The man opposite waits. Surely someone wants him?

how does your inner self see you?

self image
I’ve just followed a chap wearing a trilby and a waistcoat.

In my head, that would be me.

I’m not a sweater man.

I would have a funky moustache with those little waxed twirled ends. A cool haircut, as befits the younger me (I’m not sure I know what a cool haircut is, but I’d have one). Maybe some sunglasses, but only in the summer.

My clothes would be strong colours. No patterns. Just blocks of orange, yellow, green, cyan etc. No red, it’s not me.

Stylish shoes. Expensive. Well made.

I’m an individual.

I have a few of these things in my current ‘me’, but I wonder why not more? Why is my inner sense of me and my image different from that I show outwardly? I suspect it’s about judgement. Judgement of myself.

I wonder what it would be like to lose that judgement and to let the real me out?

What does your inner sense of you look like?

What would it be like to let it free?

the move for movement

movement change reflection now
Water seldom stands still.

Part of the endless water cycle. Rain, snow, hail and other precipitation falls. It runs from mountain to valley, it seeps into the ground, it pours into rivers. Driven by gravity, it is drawn down towards the earth. Providing a life source for plants, humans and other species. Then, from the land, the oceans and seas, evaporation and condensation draw the water up again, high into the atmosphere where the cycle begins again.

Water in many forms, with many uses. Always moving, always transforming, always serving.

As human beings we too seem drawn to movement. To move away from a past or present truth or to move towards a future one. Drawn too to transformation. Drawn to experiment. To change our state. To experience change. To work towards something. To grow our usefulness. To breathe life into something, someone. To find a new place. To simply find a place.

The inevitability of movement.

Yet water pauses too. Beads of water hesitate in the arms of the leaf, pause as a dew droplet on a blade of grass, hang in the air in a foggy breath, rest for a moment in the rock pool. Socialise with friends in the puddle, the lake.

Water reflects the beauty of now. The glassy eye of the water bead displaying its surroundings in a full panorama. The puddle reflecting passers by, life in action.

As human beings we would do well to mimic this behaviour too.
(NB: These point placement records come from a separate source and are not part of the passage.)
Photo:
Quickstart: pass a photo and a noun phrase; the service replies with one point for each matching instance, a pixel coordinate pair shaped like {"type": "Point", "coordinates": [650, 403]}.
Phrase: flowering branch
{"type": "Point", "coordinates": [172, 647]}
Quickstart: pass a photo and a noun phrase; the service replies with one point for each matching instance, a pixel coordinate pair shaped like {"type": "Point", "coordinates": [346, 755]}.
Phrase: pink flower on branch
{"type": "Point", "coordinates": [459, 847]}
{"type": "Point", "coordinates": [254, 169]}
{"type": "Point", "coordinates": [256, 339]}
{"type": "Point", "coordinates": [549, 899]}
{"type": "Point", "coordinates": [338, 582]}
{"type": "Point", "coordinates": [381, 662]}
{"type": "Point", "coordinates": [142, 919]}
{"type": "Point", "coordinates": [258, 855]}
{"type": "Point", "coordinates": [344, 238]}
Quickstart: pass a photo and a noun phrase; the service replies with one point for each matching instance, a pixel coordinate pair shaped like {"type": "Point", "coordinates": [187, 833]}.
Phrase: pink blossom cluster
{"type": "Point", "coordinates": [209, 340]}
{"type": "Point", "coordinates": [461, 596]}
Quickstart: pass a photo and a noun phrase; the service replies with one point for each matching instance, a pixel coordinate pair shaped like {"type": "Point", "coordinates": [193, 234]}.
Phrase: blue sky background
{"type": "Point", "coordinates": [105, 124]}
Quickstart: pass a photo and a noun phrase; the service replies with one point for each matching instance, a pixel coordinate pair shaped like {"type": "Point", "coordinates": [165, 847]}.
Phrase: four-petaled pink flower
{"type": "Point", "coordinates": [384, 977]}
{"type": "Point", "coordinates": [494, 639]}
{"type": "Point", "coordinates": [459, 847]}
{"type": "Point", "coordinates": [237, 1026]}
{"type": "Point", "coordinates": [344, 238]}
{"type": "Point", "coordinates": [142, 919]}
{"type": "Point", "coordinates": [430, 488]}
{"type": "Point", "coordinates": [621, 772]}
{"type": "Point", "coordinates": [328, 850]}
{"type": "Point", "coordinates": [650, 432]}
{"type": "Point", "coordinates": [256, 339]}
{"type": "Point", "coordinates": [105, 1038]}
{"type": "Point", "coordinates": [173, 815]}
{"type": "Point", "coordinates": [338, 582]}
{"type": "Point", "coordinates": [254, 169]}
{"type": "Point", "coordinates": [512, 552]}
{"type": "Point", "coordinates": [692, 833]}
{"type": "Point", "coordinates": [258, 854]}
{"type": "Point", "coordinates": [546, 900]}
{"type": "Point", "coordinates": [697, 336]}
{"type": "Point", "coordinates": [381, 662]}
To pause in the moment of now. Life comes in these moments of rest, these moments of reflection, these moments of connection with each other and the world we live in. For in one sense this is our purpose.

The cycle of movement will continue, relentlessly. It will happen whether we seek it or not. Just like the water cycle, it will complete. But like the water droplet, we would do well to pause, to reflect the light around us. Ours and that of others.